I failed all my GCSEs and was homeless & living in a TENT at 16 – now I’m one of the richest men in Britain worth £350m
AN ENTREPRENEUR who failed all of his GCSEs and was homeless and living in a TENT at 16 is now one of the richest men in Britain worth £350million.
Mark Constantine, 71, is the co-founder and CEO of Lush, a company famous for bringing the bath bomb to the world.
The ethical cosmetics retailer, headquartered in Dorset, has more than 900 shops and the brand operates in 52 countries.
The latest accounts show profits of £29.2million on sales of £408.7million.
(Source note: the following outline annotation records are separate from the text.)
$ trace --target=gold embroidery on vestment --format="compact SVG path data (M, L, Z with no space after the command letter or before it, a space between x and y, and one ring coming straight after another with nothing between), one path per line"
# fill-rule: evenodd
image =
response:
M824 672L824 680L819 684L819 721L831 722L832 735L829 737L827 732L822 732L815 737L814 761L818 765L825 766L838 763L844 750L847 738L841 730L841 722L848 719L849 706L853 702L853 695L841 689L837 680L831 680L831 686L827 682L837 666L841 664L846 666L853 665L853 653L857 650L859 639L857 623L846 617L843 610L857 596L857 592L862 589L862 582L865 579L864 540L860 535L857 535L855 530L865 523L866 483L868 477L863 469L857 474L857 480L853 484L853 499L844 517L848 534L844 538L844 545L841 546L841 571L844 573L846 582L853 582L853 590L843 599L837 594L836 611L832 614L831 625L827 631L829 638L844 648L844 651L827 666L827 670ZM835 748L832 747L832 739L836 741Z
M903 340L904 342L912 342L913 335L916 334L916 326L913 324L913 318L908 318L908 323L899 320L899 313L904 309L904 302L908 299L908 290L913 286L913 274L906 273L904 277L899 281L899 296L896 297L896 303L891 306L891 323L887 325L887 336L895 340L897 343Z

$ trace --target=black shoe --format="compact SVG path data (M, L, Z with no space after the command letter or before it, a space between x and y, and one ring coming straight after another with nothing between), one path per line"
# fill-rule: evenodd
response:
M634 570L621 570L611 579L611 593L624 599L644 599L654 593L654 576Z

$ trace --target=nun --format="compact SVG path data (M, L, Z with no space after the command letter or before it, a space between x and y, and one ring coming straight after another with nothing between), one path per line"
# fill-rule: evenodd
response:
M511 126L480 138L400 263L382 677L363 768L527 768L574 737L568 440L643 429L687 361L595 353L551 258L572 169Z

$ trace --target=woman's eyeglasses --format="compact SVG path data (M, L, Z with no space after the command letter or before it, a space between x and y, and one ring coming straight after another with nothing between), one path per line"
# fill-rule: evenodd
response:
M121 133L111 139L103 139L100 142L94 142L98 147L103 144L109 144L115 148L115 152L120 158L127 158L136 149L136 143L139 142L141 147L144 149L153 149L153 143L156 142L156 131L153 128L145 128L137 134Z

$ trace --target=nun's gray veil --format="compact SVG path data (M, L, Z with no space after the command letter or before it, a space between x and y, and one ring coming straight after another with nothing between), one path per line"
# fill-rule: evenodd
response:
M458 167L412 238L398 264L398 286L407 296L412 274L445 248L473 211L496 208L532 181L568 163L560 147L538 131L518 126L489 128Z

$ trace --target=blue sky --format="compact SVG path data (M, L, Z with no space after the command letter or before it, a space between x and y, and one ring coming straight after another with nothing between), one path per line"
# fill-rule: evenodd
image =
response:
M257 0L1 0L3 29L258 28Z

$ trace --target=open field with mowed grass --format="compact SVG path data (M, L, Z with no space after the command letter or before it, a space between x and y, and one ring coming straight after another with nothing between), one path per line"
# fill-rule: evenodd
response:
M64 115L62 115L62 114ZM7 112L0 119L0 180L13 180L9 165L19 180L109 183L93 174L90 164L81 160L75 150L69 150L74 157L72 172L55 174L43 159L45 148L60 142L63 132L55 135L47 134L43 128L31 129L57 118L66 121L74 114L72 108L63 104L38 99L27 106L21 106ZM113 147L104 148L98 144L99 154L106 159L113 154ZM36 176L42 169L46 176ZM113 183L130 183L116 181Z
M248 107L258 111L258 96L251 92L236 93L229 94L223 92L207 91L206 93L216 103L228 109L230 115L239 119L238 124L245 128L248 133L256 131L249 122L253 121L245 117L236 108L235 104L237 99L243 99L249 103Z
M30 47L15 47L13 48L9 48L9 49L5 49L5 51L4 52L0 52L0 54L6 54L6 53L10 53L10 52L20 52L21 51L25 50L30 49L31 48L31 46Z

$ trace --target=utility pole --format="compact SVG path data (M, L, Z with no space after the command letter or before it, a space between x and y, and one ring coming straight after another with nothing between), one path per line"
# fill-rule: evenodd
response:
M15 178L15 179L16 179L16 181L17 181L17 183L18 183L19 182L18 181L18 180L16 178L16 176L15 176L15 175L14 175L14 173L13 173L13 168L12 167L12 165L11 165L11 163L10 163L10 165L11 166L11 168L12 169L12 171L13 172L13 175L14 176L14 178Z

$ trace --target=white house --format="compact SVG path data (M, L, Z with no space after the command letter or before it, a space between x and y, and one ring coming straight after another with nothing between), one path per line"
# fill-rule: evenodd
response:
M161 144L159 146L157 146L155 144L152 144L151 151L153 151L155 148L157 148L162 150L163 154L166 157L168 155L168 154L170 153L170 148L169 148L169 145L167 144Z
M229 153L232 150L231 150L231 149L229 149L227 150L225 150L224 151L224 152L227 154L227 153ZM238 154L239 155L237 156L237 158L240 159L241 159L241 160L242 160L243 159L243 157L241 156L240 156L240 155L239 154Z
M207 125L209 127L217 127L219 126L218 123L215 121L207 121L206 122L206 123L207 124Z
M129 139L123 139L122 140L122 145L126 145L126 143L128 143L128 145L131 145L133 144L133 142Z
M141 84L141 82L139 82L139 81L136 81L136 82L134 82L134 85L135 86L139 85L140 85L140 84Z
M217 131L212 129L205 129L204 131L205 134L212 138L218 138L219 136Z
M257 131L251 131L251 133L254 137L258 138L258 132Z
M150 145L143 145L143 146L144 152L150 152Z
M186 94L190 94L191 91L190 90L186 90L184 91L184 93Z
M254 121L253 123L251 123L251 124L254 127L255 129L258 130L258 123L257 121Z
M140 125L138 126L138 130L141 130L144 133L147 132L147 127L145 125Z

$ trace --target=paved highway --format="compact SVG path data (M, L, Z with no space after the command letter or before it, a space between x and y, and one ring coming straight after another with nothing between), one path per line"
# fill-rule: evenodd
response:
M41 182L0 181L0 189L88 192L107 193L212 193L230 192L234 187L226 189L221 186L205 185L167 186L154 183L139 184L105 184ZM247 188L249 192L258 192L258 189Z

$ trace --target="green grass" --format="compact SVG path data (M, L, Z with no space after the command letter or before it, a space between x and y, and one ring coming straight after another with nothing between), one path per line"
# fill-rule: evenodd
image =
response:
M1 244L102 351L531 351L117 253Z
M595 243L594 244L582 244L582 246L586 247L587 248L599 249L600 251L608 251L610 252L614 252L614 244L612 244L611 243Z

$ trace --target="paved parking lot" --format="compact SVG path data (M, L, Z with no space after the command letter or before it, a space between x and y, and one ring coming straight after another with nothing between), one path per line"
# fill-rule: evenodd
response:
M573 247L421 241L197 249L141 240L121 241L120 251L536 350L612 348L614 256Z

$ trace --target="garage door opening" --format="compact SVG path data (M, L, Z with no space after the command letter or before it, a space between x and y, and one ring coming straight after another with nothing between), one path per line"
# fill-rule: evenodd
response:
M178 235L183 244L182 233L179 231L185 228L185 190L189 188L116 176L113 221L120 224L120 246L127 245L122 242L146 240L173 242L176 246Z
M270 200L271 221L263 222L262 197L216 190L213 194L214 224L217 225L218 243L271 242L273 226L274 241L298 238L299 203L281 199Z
Despite being one of the UK’s most formidable businessmen and sitting 345 on the Sunday Times Rich List 2023, Constantine had a tumultuous adolescence.
His father John left the family home in Weymouth when he was just two years old.
Constantine was then devastated by the death of his grandmother aged 12 before failing all of his O-levels.
By 16 he was homeless and living in a tent in the Dorset woods due to a difficult relationship with his mother and stepfather.
Constantine became a hairdresser in London after a family friend took him in and began developing hair products.
He was The Body Shop‘s biggest supplier until Dame Anita Roddick bought his business in 1991 for £6million.
Constantine then had a go at a mail order business called Cosmetics to Go which went bust.
It was at this point, in 1995, when he launched the Poole-based company Lush with five others, including his wife, Mo.
Former legal secretary Mo is credited as the inventor of the bath bomb and the shampoo bar.
He described his difficult personal past as the “entrepreneur’s wound” to the Telegraph in 2018.
Constantine claimed many successful business people have it and said he was “not the most balanced of people”.
In 2013 he was finally reunited with his father. He died two months later.